Thursday, February 2, 2012

The Digital Divide: It's Not All About Race and Money

When most of us hear the phrase "digital divide" we generally associate the phrase with the access and technology gap among students based on race and economics.  However, I've recently realized that there are two situations unrelated to race or economics that can create a digital divide within school buildings within a district.

 First, there are two schools in my own urban school district that have outfitted two Title I elementary schools with IPads.  One school has chosen to fully integrate technology and use it as an individual incentive for students to self regulate their own behavior.  As a result, student achievement at the school has gone up and surprisingly, discipline issues have been reduced by almost fifty percent.  The second school chose to eliminate technology use entirely for all students for an extended period of time because a few students violated the district's AUP.  Fortunately, technology use was restored after intervention by the area superintendent and parent complaints.
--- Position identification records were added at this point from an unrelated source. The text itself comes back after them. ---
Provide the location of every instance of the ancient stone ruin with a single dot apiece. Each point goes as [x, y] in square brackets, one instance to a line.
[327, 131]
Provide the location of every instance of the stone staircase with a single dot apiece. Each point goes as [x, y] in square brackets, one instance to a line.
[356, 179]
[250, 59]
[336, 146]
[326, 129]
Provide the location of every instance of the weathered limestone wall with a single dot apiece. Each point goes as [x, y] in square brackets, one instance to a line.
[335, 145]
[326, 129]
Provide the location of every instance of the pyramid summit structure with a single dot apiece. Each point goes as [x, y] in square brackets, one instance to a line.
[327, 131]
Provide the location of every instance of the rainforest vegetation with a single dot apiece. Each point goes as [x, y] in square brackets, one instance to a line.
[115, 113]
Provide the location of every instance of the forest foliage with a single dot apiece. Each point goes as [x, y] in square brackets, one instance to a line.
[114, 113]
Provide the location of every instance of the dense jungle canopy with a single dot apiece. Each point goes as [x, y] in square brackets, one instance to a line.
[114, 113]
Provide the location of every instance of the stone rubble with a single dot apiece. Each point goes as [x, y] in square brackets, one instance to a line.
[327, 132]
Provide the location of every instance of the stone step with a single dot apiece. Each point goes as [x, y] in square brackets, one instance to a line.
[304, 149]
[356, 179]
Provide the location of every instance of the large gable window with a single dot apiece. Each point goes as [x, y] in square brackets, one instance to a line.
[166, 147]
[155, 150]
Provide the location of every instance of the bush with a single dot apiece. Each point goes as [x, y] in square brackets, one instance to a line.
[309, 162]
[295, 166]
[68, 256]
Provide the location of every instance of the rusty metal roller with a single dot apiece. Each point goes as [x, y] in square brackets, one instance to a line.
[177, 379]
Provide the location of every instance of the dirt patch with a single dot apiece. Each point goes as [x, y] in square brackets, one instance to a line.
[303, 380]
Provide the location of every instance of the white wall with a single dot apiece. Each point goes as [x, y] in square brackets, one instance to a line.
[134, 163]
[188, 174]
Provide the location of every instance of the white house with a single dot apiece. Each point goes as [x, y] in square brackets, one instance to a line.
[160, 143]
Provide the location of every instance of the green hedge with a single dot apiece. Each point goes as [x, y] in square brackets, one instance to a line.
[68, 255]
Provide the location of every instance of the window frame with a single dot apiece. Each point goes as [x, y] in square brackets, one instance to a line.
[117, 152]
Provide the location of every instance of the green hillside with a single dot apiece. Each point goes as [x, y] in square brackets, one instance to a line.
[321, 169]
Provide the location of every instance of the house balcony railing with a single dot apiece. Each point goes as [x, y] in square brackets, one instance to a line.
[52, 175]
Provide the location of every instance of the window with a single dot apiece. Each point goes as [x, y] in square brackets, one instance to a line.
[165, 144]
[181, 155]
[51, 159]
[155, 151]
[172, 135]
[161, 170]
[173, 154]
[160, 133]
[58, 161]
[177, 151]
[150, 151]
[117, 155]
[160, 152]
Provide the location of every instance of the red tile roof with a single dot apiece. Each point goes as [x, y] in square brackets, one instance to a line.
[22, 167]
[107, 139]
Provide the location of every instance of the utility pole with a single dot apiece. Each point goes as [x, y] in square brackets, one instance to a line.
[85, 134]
In this instance, the digital divide was created by poor decision-making and administrators who failed to recognize the net effect of removing technology from the entire school.  Many of those students only had regular technology use at school.

Second, I was a parent volunteer at a magnet elementary school and every week I witnessed some students regularly using computers to perform computer based learning and research.  On the second floor in the same school I noticed other students never used computers other than the two weeks every quarter of a one hour technology class.  The students who used it all the time had teachers who were teck savvy and accepted the benefits technology offered to improve and supplement education.  The teachers for the non users did not make time or alter lesson plans to include technology.  They were typically not regular tech users or were afraid their students knew more than them.  Here, the digital divide was likely created by teachers based upon their own self efficacy.  The students with regular use are more likely to be better disciplined, be better students and more prepared for a 21st century education.

There are some matters within our control as individuals and as educators.    Each of us can have a lasting impact, positive or negative, on how students feel about technology.  Our goals should be to create as much positive exposure as possible and take school, education and learning beyond the hallways and walls of the school building.